Evidence of Small Comet "Storms"
Confirmed by NASA's Polar Spacecraft

An analysis of "atmospheric holes" produced by small comets in images of the Earth taken by a camera aboard NASA's Polar spacecraft shows a remarkable seasonal variation. Two physicists at the University of Iowa, Louis A. Frank and John B. Sigwarth, have found that the influx of small comets into the Earth's atmosphere is 10 times greater in early November than in mid-January, when the small comet rate diminishes dramatically. Figure D
Most significantly, this is the same seasonal variation they discovered 16 years ago in the atmospheric hole data found in images from a different camera aboard a different spacecraft, Dynamics Explorer-1, which traveled a different orbit than the Polar spacecraft. Frank regards this new analysis a fatal blow to the continuing claims of critics that atmospheric holes are nothing but "instrument noise." Figure E
These new results also suggest that the small comets storms are at least 40 years old. While the Polar spacecraft provides data for the 1990s, and the Dynamics Explorer-1 spacecraft gathered data during the 1980s, the oldest data set showing the influx of small comets into the Earth's atmosphere dates back to 1955. Using forward scatter radar, two Canadian scientists, E. L. Vogan and L. L. Campbell, had found exactly the same seasonal variation, a November high and January low, in their non-shower, or sporadic, radar meteor rate.
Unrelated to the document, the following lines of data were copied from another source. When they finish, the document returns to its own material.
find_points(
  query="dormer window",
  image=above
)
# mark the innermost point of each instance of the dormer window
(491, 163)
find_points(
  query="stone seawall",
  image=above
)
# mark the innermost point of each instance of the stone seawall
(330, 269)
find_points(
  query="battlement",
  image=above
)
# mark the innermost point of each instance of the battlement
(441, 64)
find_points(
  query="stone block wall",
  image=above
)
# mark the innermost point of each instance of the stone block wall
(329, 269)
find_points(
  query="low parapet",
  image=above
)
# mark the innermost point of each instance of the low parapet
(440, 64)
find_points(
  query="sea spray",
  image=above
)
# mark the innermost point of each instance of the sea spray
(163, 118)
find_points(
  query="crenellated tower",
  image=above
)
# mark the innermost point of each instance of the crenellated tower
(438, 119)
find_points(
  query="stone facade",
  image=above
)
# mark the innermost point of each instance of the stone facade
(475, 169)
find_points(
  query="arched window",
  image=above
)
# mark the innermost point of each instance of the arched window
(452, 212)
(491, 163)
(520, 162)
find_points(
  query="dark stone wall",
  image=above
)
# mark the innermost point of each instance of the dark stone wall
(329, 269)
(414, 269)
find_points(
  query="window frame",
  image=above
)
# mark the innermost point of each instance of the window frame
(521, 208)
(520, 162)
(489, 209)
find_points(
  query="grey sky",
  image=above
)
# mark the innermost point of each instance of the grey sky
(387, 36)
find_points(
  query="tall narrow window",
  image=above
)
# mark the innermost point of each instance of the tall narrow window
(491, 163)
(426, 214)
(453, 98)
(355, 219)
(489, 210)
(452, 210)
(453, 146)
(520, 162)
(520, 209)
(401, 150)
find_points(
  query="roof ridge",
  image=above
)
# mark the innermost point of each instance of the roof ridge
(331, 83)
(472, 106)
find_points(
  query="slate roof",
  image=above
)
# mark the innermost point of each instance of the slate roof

Figure F

Why the atmospheric hole rate should correlate so well with the meteor rate measured by forward scatter radar is no mystery. After all, small comets are just a part of the meteoric dust and debris that orbits the Sun and falls into the Earth's atmosphere on a daily basis. Because the weakly bound small comets and mantle debris are expected to produce ionization at higher altitudes than stony or iron meteoroids, forward scatter radar--which is much more sensitive to ionization at higher altitudes than backscatter radar--is ideally suited to reflect the infall of small comets. (Backscatter radar events, on the other hand, are dominated by the infall of iron and stony meteoroids.) So with this 1955 radar data set included,the current influx of small comets appears to have continued at least from 1955 to 1998, or more than 40 years.

This finding on seasonal variations in the appearance of atmospheric holes and the associated small comets adds to the mounting evidence for the reality of the phenomenon. "These observations are truly exciting," says Frank," and they prove conclusively that the atmospheric holes are real."